Emil H. Schemitsch, MD, University of Toronto, Toronto, Ontario, Canada, discussed the management of complications in tibial plateau surgery. Typical complications following tibial plateau fractures include infection, post-traumatic arthritis, stiffness, malunion or nonunion, painful hardware, and compartment syndrome/neovascular injury.
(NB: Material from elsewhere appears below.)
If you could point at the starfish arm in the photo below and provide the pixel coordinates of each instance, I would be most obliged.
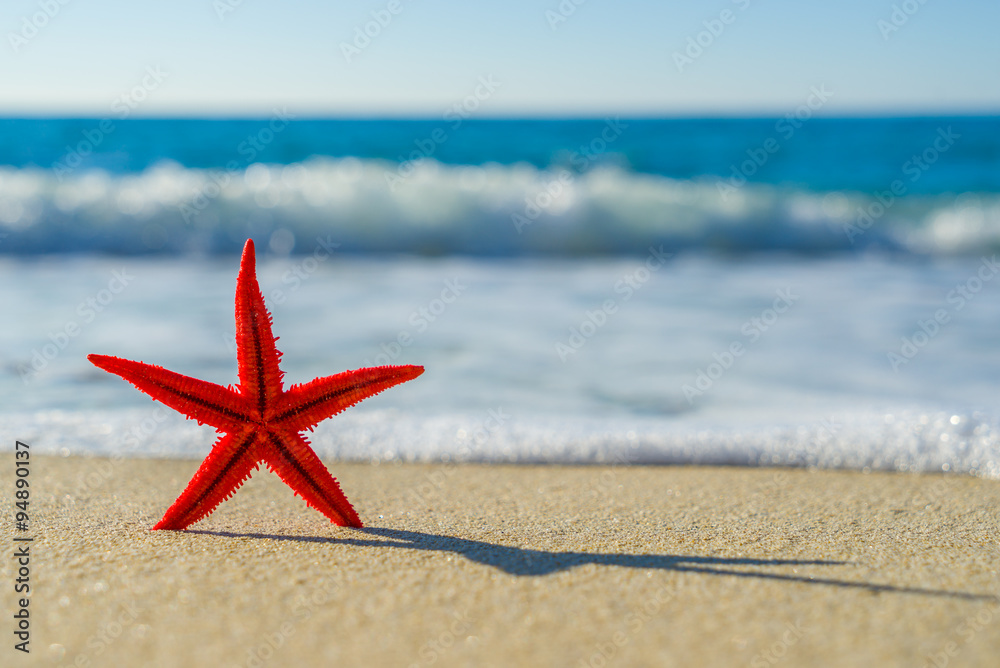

A surgical infection rate of 7.8% was reported for 256 consecutive cases of tibial plateau fractures [Lin S et al. Eur J Orthop Surg Traumatol. 2014]. Risk factors for infection are open fracture, smoking, and compartment syndrome requiring fasciotomy [Morris BJ et al. J Orthop Trauma. 2013]. Little Level I evidence exists for management of infection after a tibial plateau fracture; options include irrigation and debridement, targeted systemic antibiotic therapy, local antibiotic therapy, removal of hardware, revision of internal fixation/external fixation, and a 2-stage revision total knee replacement. Multiple debridement procedures are usually necessary to eradicate infection, Prof Schemitsch said. In the setting of incomplete fracture healing, the management of implants is one of the challenges of acute infection. Irrigation and debridement and antibiotic therapy with retention of hardware were associated with resolution of infection in 71% of postoperative infection after ORIF of upper and lower extremity injuries [Berkes M et al. J Bone Joint Surg Am. 2010].
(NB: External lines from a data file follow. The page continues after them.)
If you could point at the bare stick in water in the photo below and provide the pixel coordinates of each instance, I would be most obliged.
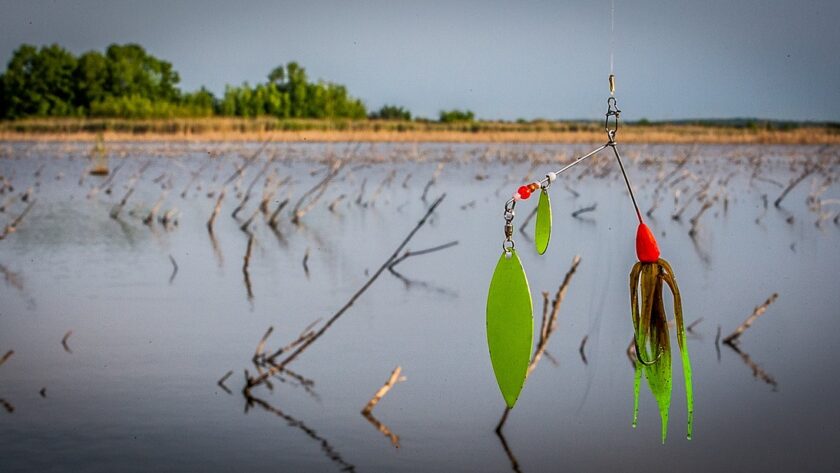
(251, 382)
(379, 394)
(64, 341)
(216, 210)
(367, 411)
(221, 381)
(577, 213)
(245, 263)
(12, 227)
(582, 349)
(174, 269)
(808, 171)
(757, 312)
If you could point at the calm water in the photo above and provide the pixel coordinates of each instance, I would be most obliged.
(137, 390)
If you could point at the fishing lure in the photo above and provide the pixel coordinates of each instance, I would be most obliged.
(650, 329)
(510, 307)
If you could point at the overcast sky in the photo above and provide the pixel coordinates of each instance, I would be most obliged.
(517, 59)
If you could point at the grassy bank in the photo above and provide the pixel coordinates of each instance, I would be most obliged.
(244, 129)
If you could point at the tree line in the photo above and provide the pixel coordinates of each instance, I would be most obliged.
(128, 82)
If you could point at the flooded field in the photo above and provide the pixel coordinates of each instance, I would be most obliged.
(125, 320)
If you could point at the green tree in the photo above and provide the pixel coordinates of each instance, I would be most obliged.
(455, 116)
(391, 112)
(132, 71)
(90, 78)
(39, 82)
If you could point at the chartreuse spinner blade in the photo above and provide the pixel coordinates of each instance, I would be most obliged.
(510, 325)
(510, 320)
(542, 231)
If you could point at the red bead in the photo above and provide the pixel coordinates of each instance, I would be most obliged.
(647, 250)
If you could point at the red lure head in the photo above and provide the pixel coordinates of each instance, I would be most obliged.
(647, 250)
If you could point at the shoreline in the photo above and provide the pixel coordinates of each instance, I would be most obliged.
(263, 129)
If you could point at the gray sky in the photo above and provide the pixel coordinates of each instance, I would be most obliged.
(528, 59)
External fixation can be used as definitive fixation in revision surgery. Stiffness following operative management of tibial plateau fractures is variably reported; stiffness requiring reoperation ranges from 0% to 5%. Knee stiffness requiring manipulation after periarticular fracture is related to the severity of injury. Prevention is the most effective intervention for avoidance of postoperative knee stiffness, and treatment (manipulation under anesthesia, arthroscopy, quadriceps-plasty) is largely dependent on the timing of presentation postoperatively. Joint incongruity can predispose to osteoarthritis after high-energy fractures; optimizing overall joint congruity and restoring the sagittal and coronal plane alignment should be emphasized, said Prof Schemitsch.

Total knee arthroplasty after plateau fracture is uncommon as it often requires specialized techniques and implants, and it is associated with a high risk of perioperative complications as evidenced by a substantial rate of reoperation.